Les chaînes d’approvisionnement qui se font certifier par Fairtrade International et Fair Trade USA ne sont pas celles des petits artisans. Au contraire, elles se concentrent sur la production en usine. La certification du commerce équitable, quelle qu’elle soit, pour la fabrication de vêtements, a rencontré une opposition considérable de la part des défenseurs des droits des travailleurs et de ceux qui luttent contre les ateliers clandestins au fil des ans, invoquant des préoccupations quant à la viabilité d’une inspection annuelle pour protéger adéquatement les travailleurs, et les difficultés de suivre la responsabilité à travers des chaînes d’approvisionnement longues et complexes.

Fairtrade International et Fair Trade USA adoptent des approches très différentes pour certifier la mode équitable. Le guide propose une comparaison côte à côte des deux normes. Pour qu’un produit puisse bénéficier de son label de commerce équitable, Fairtrade International a des exigences allant du champ à l’usine. Le standard de Fair Trade USA, quant à lui, n’impose des exigences qu’au stade final de la coupe et de la couture. Les normes sont également très différentes en termes d’exigences relatives aux salaires de subsistance, à la liberté d’association, aux heures supplémentaires et aux autres protections des travailleurs. Elles ont également des exigences très différentes en matière de transparence de l’étiquetage, comme le précise le guide. Il s’agit là d’un point essentiel, qui apparaît déjà sur le marché alors que de grandes marques grand public utilisent la certification de Fair Trade USA pour  » laver équitablement  » leur production.

Qui en profite : Les entreprises ou les agriculteurs et les travailleurs?
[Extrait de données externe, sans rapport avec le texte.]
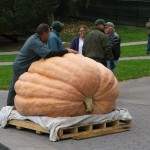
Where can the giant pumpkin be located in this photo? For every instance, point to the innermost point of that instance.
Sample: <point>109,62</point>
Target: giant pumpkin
<point>71,85</point>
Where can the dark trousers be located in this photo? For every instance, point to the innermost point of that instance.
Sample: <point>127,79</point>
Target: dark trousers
<point>11,92</point>
<point>148,45</point>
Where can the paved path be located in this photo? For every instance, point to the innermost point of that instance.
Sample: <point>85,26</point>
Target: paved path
<point>134,96</point>
<point>134,43</point>
<point>123,44</point>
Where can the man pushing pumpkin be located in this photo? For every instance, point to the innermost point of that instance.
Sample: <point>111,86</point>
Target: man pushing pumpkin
<point>33,49</point>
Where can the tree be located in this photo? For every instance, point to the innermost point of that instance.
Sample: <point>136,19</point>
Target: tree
<point>23,16</point>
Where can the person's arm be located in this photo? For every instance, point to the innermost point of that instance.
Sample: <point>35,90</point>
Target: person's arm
<point>52,43</point>
<point>107,49</point>
<point>73,44</point>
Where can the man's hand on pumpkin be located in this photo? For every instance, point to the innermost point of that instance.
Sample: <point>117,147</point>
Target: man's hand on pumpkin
<point>72,51</point>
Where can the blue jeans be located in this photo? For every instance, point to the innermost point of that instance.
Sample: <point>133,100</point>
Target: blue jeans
<point>148,45</point>
<point>109,65</point>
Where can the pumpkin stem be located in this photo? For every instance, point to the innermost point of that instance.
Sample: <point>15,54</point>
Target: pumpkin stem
<point>88,100</point>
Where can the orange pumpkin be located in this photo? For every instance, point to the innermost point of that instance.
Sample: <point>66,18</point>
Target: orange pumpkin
<point>71,85</point>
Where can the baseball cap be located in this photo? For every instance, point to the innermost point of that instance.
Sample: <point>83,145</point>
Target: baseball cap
<point>100,21</point>
<point>110,24</point>
<point>57,24</point>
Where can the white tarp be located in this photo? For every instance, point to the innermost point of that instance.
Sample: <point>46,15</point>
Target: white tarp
<point>54,124</point>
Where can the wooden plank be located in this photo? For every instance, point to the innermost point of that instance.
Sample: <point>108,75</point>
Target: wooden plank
<point>79,131</point>
<point>28,125</point>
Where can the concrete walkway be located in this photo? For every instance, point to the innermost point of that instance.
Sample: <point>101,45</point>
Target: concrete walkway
<point>123,44</point>
<point>134,96</point>
<point>134,43</point>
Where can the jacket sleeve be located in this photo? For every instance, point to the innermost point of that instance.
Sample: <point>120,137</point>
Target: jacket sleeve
<point>74,44</point>
<point>52,44</point>
<point>116,47</point>
<point>106,44</point>
<point>42,51</point>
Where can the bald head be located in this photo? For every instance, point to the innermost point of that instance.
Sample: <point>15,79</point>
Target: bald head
<point>42,28</point>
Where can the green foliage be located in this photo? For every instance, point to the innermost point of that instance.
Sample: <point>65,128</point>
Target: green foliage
<point>5,77</point>
<point>132,51</point>
<point>131,33</point>
<point>24,15</point>
<point>132,69</point>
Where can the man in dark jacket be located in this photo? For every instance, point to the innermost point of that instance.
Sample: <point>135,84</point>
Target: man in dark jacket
<point>115,45</point>
<point>97,45</point>
<point>33,49</point>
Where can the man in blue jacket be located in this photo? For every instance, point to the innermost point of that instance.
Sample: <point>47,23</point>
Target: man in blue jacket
<point>33,49</point>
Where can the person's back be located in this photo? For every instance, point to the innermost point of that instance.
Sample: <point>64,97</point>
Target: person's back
<point>115,45</point>
<point>97,45</point>
<point>54,42</point>
<point>30,52</point>
<point>92,44</point>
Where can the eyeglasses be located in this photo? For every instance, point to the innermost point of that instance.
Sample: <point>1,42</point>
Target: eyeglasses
<point>81,30</point>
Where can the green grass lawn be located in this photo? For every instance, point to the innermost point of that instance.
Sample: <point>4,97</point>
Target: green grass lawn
<point>131,33</point>
<point>133,51</point>
<point>7,58</point>
<point>132,69</point>
<point>5,77</point>
<point>126,70</point>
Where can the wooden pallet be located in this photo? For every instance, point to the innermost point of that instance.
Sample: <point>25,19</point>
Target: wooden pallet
<point>80,131</point>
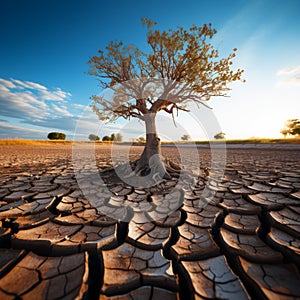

Plus de deux décennies d’existence de la labellisation du commerce équitable, on trouve une abondance de labels dans les rayons des supermarchés. De nombreux articles sur la certification s’ouvrent sur une question ou une déclaration sur la  » fatigue de l’étiquetage « , sur la façon dont tant d’entre nous sont submergés ou confus par toutes les certifications et tous les labels qui existent. Mais en réalité, cette confusion n’est pas un accident. C’est dans l’intérêt des nombreuses entreprises de marketing qui créent de nouveaux labels et de nouvelles campagnes publicitaires pour maintenir la confusion. Bon nombre des nouveaux labels existants arrivent sur le marché parce que les entreprises veulent une norme moins élevée à respecter (voir CocoaLife de Mondelez, qui n’inclut pas de prix minimum pour les producteurs de cacao en difficulté), ou parce que les personnes attachées à des normes strictes sont frustrées par la dilution des entreprises et veulent un label qui représente mieux leurs valeurs (voir le symbole des petits producteurs, la seule certification détenue et contrôlée par les petits agriculteurs).

Le nouveau Guide international des labels de commerce équitable offre à la fois une analyse approfondie et des classements clairs pour permettre aux acheteurs de comprendre ce que signifie chaque certification – et d’utiliser cette information pour guider les décisions d’achat institutionnelles. Dans le cadre de la publication du guide, Fair World Project dispose également d’une copie mise à jour du « Guide de référence pour les programmes de commerce équitable et de justice du travail ». Ce guide pratique d’une page explique l’objectif principal de chaque label et attribue des notes sous forme de lettres à chaque norme sur des critères clés basés sur l’analyse du Guide.